İlgili olanlar bilir; Öcalan'ın İmralı'daki ilk zamanlarında Nutuk'tan Kur'an-ı Kerim'e; Tevrat'tan Ortadoğu mitolojilerine elinden düşürmediği metinler demeçlerine de yansıyordu. Verdiği demeçlerin ona bağlı olanlar üzerinde yarattığı etki zaman zaman basına da yansımıştı.
Dış dünyayla yegane ilişkisi kitaplar olan birinin kurduğu sübjektif gerçeklik onu bu okumaların tuhaf karışımında ilginç bir politik figüre de dönüştürmüştü. Neolitik'ten, Ekolojik demokrasiye giden bağlantı Öcalan'ın zihninde bu araçlarla kurulmuştu.
Öcalan'ın dünyayla ve dolayısıyla gerçeklikle ilişkisini kurmasını sağlayacak araçları ondan esirgemek, aslında çok daha kolay kat edilecek bir yolun uzatılmasına neden oldu. Öcalan bugün televizyon izleyen, gazete okuyan, Türkiye ve dünya gündemini yakından takip eden biri olsaydı, Kürt sorununun seyri başka türlü olabilirdi. Kendi kitlesi ve tabanı üzerinde bu kadar etkili olan birinin artık şiddetin çare olmadığı aşikar olan Ortadoğu siyasetinde, gerçekle bağlantılı hale getirmek için cezaevi şartlarını normalleştirmek dışında bir şeye ihtiyaç yoktu.
Türkiye kamuoyunda Öcalan'ın her şeyden mahrum bırakılarak cezalandırılmasını isteyen oldukça geniş bir kesim var. Bu tepkinin olması anlaşılabilir. Sorun tepkinin olmasında değil, bu tepkiye göre kural koyan kamu iradesinin çözüm sürecini dikkate almayan uygulamalarında.
Fakat her şeye rağmen, İmralı'dan gönderilen ılımlı mesajlar şiddetin sona erdirilmesinde hâlâ bir imkâna işaret ediyor. Yol haritası öncesi Öcalan'ın avukatları aracılığı ile yaptırdığı kamuoyu yoklamasından, görüş alışverişlerine, gerekirse aradan çekilebileceğine dair pek çok işaret.

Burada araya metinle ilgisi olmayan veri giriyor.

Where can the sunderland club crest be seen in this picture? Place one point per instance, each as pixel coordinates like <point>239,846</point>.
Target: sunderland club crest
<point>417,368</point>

Bugün İçişleri Bakanı'nın da dile getirdiği gibi; bir sürece yayılan köklü bir çözüm iradesi mevcut. Ve bu süreç galip, mağlup kavramlarıyla açıklanmayacak kadar hayati. Çözümden yana olanlarla olmayanlar, hayatı savunanlarla, hayata karşı olanlar arasında yaşanacak bir süreç bu.
Fakat şu da unutulmamalı; mutlak galibiyetten, mağlubiyete uzanan süreçte bu ikisini bilmeden, ikisinin dışında bir seçeneği görmek mümkün olmuyor.